Three files of the same photo. The one on the left is 1.23MB and 300p, the one in the middle is optimised for web use by Photoshop at 72ppi at 63KB and the one on the right is 72ppi but bigger at
At this size there is little to choose between them. The 72ppi images seem slightly more luminous. Of course, the advantage of using small images is that they load much faster.
The photo is a piece of fossilised shell I found down on the beach where a massive chalk rockfall is being gradually eroded by the sea down into a solution of chalk and flint shingle.
The shell is part of an inoceramid bivalve that lived in the warm seas that created the chalk about 80 million years ago. These bivalves were the clams and mussels of their day and could be a metre across.
These huge shells were often colonised by oysters and are sometimes found with the remains of fossilised pearls attached. There are some marks on the shell fragment I found to suggest
something was attached to it.
Below is a piece of flint with fossilised shell fragments embedded in it. The flint must have formed around the bivalve shell. How does that happen, then?

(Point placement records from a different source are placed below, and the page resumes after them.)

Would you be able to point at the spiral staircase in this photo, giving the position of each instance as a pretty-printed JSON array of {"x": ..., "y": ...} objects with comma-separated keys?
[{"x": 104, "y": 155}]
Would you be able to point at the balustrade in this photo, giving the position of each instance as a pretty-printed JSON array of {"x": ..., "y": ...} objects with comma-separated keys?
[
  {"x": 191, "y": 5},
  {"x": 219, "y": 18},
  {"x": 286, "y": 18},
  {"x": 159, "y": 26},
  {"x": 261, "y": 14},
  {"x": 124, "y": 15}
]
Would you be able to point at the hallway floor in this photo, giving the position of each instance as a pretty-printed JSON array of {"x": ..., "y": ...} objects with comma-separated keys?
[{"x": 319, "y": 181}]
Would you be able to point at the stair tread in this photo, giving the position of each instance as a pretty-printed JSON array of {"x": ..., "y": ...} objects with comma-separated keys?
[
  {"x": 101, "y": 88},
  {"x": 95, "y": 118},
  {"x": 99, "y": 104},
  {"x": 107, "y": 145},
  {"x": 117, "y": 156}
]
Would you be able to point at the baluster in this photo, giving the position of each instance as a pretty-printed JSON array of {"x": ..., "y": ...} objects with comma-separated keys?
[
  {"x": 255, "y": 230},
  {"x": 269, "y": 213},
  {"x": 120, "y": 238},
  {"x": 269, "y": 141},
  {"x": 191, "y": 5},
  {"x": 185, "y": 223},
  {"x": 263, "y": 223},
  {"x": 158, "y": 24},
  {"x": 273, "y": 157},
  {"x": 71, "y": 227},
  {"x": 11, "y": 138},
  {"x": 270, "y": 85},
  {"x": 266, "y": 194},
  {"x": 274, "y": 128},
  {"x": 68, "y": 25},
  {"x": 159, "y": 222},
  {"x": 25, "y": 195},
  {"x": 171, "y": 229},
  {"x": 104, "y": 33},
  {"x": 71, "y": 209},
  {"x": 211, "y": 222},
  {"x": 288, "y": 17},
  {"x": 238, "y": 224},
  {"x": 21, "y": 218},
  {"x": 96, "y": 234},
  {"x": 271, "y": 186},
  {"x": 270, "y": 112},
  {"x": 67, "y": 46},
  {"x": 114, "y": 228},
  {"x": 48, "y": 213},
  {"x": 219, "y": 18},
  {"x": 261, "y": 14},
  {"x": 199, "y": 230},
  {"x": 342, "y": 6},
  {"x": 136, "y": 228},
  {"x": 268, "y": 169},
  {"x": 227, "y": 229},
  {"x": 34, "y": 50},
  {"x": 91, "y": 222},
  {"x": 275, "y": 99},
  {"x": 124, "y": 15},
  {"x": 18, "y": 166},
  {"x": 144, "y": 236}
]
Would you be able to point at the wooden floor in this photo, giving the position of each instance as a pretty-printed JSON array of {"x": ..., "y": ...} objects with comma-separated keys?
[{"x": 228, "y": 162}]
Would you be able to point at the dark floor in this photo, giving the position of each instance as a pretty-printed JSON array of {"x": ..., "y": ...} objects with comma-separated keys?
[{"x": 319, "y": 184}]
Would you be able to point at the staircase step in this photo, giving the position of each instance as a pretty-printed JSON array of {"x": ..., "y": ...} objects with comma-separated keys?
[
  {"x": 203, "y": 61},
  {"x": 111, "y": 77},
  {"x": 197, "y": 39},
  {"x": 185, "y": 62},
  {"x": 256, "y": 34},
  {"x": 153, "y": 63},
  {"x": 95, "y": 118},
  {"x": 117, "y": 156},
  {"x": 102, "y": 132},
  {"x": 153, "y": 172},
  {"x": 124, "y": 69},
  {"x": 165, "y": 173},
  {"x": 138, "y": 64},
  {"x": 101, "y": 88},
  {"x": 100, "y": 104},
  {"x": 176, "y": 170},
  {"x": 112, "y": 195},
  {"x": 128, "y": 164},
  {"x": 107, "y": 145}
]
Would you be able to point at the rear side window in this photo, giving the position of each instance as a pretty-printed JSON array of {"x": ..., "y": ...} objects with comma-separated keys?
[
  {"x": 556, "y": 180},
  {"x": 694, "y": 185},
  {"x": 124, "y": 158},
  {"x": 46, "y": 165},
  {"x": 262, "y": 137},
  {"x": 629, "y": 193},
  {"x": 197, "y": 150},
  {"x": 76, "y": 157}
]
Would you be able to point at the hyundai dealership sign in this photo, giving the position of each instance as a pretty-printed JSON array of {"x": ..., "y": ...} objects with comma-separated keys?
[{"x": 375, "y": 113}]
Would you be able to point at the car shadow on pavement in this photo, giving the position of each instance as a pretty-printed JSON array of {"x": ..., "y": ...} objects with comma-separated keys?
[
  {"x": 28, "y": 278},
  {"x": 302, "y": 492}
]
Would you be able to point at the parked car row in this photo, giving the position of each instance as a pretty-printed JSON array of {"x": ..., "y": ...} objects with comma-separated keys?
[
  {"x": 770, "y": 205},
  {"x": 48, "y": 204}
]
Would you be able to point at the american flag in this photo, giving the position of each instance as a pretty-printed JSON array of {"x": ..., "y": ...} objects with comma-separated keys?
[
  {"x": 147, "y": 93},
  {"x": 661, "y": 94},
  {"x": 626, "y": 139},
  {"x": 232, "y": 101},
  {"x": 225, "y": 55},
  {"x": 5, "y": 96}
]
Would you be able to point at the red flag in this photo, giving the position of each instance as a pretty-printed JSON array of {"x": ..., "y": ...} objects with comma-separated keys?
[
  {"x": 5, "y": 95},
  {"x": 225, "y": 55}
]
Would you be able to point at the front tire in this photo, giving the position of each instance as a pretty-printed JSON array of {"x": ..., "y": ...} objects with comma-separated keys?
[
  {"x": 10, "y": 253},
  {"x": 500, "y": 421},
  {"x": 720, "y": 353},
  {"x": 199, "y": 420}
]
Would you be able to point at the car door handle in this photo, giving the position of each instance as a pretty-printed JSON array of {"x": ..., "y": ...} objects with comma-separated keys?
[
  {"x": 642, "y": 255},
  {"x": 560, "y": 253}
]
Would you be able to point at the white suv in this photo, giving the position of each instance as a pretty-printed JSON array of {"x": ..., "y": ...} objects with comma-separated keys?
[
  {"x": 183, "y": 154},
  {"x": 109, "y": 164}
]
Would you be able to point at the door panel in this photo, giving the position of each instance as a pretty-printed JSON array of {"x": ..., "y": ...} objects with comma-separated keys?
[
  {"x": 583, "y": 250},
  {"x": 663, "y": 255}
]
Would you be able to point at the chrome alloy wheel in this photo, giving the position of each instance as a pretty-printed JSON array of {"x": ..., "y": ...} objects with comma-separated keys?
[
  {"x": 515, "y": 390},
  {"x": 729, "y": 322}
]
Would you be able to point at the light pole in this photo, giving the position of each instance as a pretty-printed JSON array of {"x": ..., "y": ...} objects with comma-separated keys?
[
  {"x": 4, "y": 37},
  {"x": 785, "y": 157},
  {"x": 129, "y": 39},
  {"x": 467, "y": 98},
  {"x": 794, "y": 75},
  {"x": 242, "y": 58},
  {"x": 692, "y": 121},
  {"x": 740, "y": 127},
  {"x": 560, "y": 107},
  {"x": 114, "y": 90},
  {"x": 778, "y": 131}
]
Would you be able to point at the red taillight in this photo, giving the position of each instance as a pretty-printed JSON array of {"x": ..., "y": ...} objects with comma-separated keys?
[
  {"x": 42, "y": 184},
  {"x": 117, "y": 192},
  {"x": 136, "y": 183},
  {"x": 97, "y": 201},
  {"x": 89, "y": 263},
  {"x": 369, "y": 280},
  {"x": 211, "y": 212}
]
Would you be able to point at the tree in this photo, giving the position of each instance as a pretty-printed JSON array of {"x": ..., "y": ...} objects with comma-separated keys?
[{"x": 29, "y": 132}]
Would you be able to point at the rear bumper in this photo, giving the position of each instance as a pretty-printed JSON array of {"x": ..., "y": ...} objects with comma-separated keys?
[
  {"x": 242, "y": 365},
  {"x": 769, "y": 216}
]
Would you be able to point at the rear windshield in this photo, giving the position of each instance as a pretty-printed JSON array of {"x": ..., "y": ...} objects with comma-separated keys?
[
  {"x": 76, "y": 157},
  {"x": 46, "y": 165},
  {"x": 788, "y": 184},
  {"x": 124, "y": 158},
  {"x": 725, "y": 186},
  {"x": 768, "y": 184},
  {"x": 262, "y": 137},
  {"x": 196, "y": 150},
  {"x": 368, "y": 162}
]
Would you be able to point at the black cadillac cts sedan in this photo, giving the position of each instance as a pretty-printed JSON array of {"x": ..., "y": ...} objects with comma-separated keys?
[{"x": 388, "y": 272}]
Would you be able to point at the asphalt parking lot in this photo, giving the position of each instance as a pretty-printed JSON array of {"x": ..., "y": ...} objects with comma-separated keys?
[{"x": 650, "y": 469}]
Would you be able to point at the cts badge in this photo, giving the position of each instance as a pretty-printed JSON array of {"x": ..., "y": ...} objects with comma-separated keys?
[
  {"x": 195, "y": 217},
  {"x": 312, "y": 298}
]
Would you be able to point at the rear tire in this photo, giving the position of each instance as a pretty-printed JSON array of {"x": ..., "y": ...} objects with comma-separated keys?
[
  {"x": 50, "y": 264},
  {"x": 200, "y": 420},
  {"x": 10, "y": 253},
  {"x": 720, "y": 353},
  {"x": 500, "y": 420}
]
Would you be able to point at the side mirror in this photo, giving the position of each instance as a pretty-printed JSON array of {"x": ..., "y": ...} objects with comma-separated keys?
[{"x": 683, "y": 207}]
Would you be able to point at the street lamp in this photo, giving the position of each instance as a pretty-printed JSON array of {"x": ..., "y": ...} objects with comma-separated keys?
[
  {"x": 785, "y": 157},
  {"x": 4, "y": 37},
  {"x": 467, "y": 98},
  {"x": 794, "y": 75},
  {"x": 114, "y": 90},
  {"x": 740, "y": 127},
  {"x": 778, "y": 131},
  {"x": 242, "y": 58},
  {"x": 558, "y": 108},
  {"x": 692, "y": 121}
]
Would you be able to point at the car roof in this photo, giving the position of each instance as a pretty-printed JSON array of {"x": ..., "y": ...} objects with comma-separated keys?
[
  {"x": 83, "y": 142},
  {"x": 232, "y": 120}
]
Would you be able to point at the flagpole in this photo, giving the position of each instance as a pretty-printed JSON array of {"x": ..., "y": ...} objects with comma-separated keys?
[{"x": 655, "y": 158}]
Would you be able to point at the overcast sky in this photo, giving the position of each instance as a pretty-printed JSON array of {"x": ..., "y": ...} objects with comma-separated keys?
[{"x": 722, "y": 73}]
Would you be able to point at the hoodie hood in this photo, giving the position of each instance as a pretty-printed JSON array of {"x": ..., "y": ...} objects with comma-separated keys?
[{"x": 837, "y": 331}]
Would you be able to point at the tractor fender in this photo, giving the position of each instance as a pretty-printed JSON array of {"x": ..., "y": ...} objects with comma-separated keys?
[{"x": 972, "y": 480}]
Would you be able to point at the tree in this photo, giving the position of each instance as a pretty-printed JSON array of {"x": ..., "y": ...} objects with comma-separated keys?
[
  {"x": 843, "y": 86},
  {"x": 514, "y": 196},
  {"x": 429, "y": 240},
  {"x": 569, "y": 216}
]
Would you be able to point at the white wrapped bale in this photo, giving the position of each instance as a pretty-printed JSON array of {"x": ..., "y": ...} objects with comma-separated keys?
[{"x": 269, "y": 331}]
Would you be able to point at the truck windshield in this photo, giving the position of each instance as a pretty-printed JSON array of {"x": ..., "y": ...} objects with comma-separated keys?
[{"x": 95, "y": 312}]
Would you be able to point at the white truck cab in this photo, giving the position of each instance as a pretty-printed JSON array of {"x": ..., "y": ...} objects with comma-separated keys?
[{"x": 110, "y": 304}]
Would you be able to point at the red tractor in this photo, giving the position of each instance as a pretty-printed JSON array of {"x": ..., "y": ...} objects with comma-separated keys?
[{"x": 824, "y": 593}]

'Although flint is inorganic, the silica that formed it was originally sourced from the remains of sea sponges and siliceous planktonic micro-organisms (diatoms, radiolarians). Flints are
concretions that grew within the sediment after its deposition by the precipitation of silica; filling burrows/cavities and enveloping the remains of marine creatures, before dehydrating and
hardening into the microscopic quartz crystals which constitute flint' (see Discovering Fossils: Dover).